I know many young couples who do not necessarily plan when to start a family but sort of go with the flow. When the woman gets pregnant, it happens and the expecting couple usually is delighted. But it still qualifies as unintended, or at least unsynchronised with the rest of their lives at that given moment.
But unfortunately, I also know many young and not-so-young women who have become pregnant, unintended. The sad reality is that these pregnancies quickly become unwanted, and the Guttmacher report states a number of ways in which such pregnancies are terminated. This is an issue with severe moral implications and must be addressed by institutions whose professional ambit covers the dynamics of family planning, psychology, wellness and social services.
The report makes the very strong point that some 85 million people arrive in this world every year unintended. Without going any deeper into semantics, one must assume that a significant portion of these 85 million infants will turn out to be unwanted toddlers, unwanted youngsters, and eventually unwanted children. Within a mere 12 years, another billion people then join the global population with one exceedingly strong handicap, – they are unwanted. Add them to the already unwanteds existing by the million in poor societies, and it seems we have a veritable and growing problem on our hands.
The obvious question begs: how does one prevent unintended pregnancies. For that the report also has an answer in a roundabout way – investment in contraceptive services, whatever the detail of such investment may entail. To me it sounds a bit vague, but contraception itself is not a vague concept. The only problem is that usually it is only considered as a serious remedy after the woman has become pregnant, or after she has already born too many children.

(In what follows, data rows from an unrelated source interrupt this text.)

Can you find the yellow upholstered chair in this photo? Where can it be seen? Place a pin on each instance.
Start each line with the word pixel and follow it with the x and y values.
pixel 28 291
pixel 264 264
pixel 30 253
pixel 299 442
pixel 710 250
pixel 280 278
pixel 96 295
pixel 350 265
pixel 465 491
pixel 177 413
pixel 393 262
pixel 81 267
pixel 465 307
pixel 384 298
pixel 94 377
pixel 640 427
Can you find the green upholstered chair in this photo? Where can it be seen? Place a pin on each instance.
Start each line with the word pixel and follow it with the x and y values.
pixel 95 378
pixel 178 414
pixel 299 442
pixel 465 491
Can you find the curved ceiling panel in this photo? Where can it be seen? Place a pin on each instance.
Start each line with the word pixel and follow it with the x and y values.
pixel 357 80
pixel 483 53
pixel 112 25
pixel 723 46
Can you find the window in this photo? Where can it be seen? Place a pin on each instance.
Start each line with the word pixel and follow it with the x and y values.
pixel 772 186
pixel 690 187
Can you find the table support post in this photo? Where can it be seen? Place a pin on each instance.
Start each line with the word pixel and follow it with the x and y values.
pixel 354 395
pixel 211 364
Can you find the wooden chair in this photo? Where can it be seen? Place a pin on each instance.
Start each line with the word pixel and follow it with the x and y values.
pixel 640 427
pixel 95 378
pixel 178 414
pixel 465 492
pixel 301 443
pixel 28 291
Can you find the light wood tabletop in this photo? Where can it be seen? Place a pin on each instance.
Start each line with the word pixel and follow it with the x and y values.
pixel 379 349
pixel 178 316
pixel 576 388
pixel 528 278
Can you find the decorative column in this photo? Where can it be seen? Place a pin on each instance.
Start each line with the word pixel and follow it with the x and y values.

In the end, pregnancy is about prosperity. When a couple chooses to have a child or children, I think the basic consideration must be that they are in a position to take care of that child, both financially and emotionally. I realise this is easier said than done and if couples, or dating women had to wait until everything is in place, then possibly the human race would slowly decline.
It breaks my heart when I drive around in my own country and I see so many thousands of neglected children roaming the streets. Then I realise the battle to turn unintended pregnancies into wanted families, is a very stiff uphill battle. But I also realise that I must never stop telling people about the consequences of unintended babies.